Na noite de ontem, o presidente Jair Bolsonaro convocou em cima da hora uma coletiva de imprensa para anunciar medidas para reduzir o preço dos combustíveis. Ao seu lado, estavam Arthur Lira e Rodrigo Pacheco.
Entre outras coisas, Bolsonaro afirmou que o governo federal aceitará ressarcir os estados pelas perdas de arrecadação com o projeto de lei –aprovado na Câmara e em discussão no Senado– que estabelece uma alíquota máxima para o ICMS sobre os combustíveis.
Como contrapartida, os governadores têm de derrubar a zero a alíquota do imposto sobre o diesel e o gás de cozinha.
Um governador disse ao Bastidor se tratar de uma armadilha.
Primeiro, disse ele, não há garantia, embora estivessem lá Lira e Pacheco, de que a emenda será aprovada.
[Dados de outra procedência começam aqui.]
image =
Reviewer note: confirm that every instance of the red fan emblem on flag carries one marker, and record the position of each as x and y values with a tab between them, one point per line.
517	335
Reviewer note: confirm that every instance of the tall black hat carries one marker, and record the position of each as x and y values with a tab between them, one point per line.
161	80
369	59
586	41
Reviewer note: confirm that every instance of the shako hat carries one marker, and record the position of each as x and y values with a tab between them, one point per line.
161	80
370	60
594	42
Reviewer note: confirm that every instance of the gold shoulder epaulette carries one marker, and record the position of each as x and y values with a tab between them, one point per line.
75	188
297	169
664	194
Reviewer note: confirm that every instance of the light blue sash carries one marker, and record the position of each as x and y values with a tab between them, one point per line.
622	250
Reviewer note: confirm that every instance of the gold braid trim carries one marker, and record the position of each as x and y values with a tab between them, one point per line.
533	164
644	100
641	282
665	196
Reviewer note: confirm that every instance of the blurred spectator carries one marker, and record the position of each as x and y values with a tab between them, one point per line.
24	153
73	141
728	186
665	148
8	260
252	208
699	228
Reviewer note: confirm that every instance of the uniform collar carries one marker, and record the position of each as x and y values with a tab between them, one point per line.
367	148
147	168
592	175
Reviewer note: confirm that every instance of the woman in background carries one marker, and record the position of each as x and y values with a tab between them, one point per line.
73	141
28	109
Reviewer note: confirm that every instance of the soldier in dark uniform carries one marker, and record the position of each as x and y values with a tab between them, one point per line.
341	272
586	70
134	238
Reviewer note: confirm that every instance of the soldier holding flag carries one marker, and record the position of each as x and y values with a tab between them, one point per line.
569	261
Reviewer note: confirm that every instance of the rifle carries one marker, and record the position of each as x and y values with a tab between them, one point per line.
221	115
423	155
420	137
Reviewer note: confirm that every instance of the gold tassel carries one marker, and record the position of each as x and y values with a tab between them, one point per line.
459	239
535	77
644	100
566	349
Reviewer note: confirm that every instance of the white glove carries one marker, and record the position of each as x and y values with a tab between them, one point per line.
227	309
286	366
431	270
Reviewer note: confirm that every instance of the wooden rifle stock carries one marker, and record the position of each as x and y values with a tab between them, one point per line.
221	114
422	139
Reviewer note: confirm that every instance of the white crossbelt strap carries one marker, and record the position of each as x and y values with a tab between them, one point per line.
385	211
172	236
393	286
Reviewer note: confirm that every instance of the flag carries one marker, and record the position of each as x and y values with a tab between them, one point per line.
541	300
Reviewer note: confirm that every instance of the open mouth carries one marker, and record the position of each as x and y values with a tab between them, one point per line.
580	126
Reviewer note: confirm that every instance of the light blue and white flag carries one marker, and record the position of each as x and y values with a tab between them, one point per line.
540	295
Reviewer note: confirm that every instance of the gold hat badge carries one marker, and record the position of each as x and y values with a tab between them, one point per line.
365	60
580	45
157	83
Depois, segue, não se sabe como será feito o pagamento nem enquanto tempo ele ocorrerá.
“Ninguém pode abrir mão de uma arrecadação certa por uma incerta”, disse. Há ainda, segundo ele, a necessidade de as assembleias legislativas aprovem ou não a redução de arrecadação pelos estados.
Para o governador, o Bolsonaro ganhou discurso eleitoral para culpar governadores pelo preço do gás de cozinha e do diesel, porque a quatro meses da eleição com um recesso no meio dificilmente o Congresso conseguirá aprovar qualquer medida que permita a análise das assembleias estaduais e depois a ação efetiva dos governos no estado.
“Mas discurso de que tentou ele terá no programa de TV”, reclama.
O Bastidor vem informando sobre as discussões no governo para uma ação de Bolsonaro para que tivesse discurso, até mais do que uma ação efetiva, contra a carestia generalizada que pode impedir a sua reeleição. O anúncio de ontem, disse o governador, é uma delas.